This sample app uses an object detection model trained with Create ML to recognize the tops of dice and their values when the dice roll onto a flat surface.
After you run the object detection model on camera frames through Vision, the model interprets the result to identify when a roll has ended and what values the dice show.
Configure the Sample Code Project
Before you run the sample code project in Xcode, note the following:
You must run this sample code project on a physical device that uses iOS 13 or later. The project doesn’t work with Simulator.
The model works best on white dice with black pips. It may perform differently on dice that use other colors.
Add Inputs to the Request
In Vision, beginning in iOS 13, you can provide inputs other than images to a model by attaching an MLFeatureProvider object to your model. This is useful in the case of object detection when you want to specify different thresholds than the defaults.
As shown below, a feature provider can provide values for the iouThreshold and confidenceThreshold inputs to your object detection model.

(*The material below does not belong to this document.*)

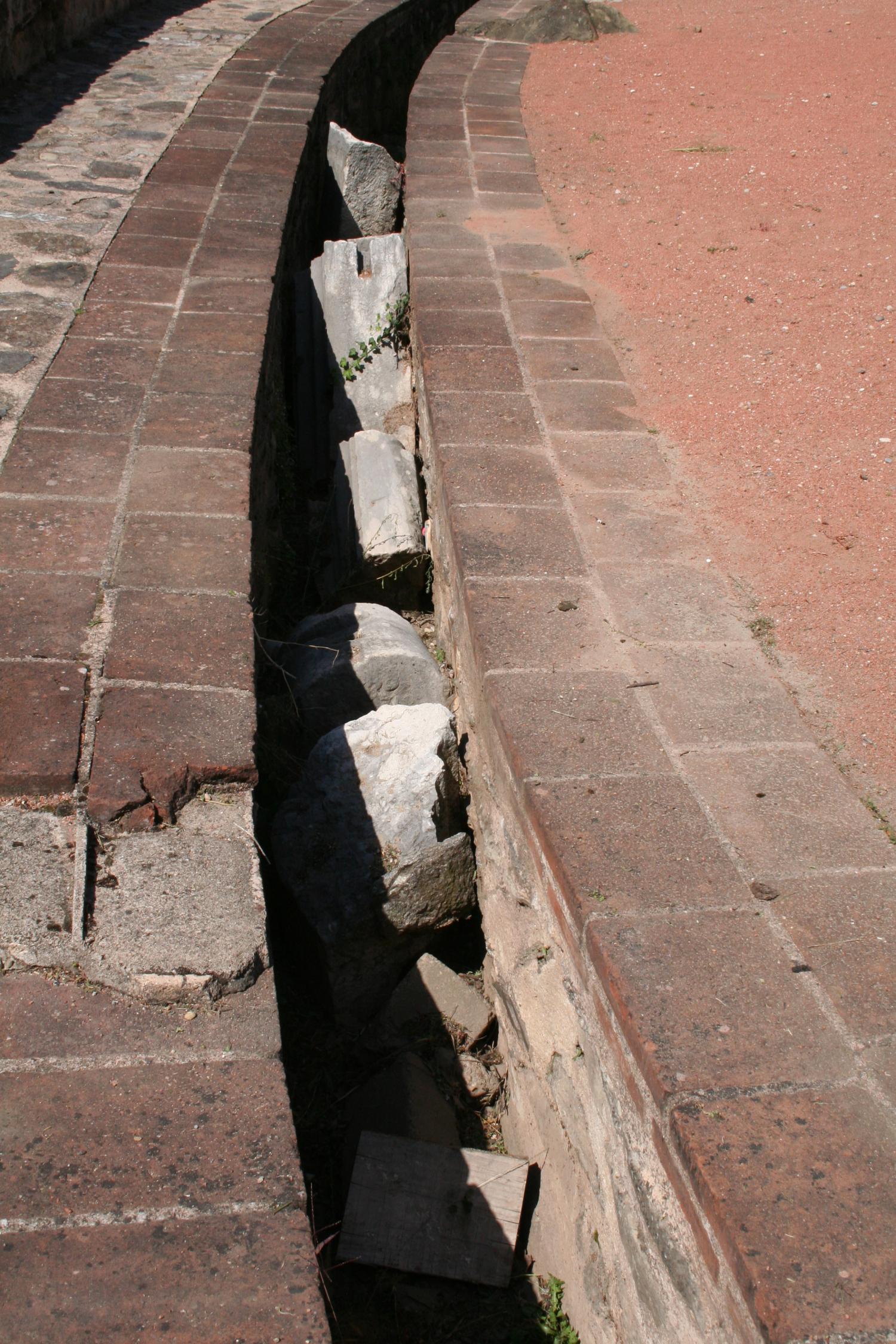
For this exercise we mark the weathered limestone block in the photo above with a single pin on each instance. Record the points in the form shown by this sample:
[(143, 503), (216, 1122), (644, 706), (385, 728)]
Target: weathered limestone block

To pass camera frames to your model, you first need to find the image orientation that corresponds to your device’s physical orientation. If the device’s orientation changes, the aspect ratio of the images can also change. Because you need to scale the bounding boxes for the detected objects back to your original image, you need to keep track of its size.
Finally, you invoke the VNImageRequestHandler with the image from the camera and information about the current orientation to make a prediction using your object detector.
Now that the app handles providing input data to your model, it’s time to interpret your model’s output.
Draw Bounding Boxes to Understand Your Model’s Behavior
You can get a better understanding of how well your detector performs by drawing bounding boxes around each object and its text label. The dice detection model detects the tops of dice and labels them according to the number of pips shown on each die’s top side.
When playing a dice game, users want to know the result of a roll. The app determines that the roll has ended by waiting for the dice’s positions and values to stabilize.
You can define the requirements of an ended roll as a comparison between two consecutive camera frames with the following conditions:
The number of detected dice must be the same.
For each detected die:
The bounding box must have not moved.
The identified class must match.
Based on these constraints, you can make a function that tells the app whether a roll has ended based on the current and the previous VNRecognizedObjectObservation objects.
Now for every prediction (meaning every new camera frame) you can check whether the roll has ended.
Display the Dice Values
Once the roll has ended, you can display the information on the screen or trigger some other behavior in the setting of a game.
This sample app shows the list of recognized values on screen, sorted from left-most to right-most VNRecognizedObjectObservation. It sorts the values based on where the dice are on the surface according to each observation’s bounding box coordinates. The app does this by sorting the observations by their bounding box’s centerX property in ascending order.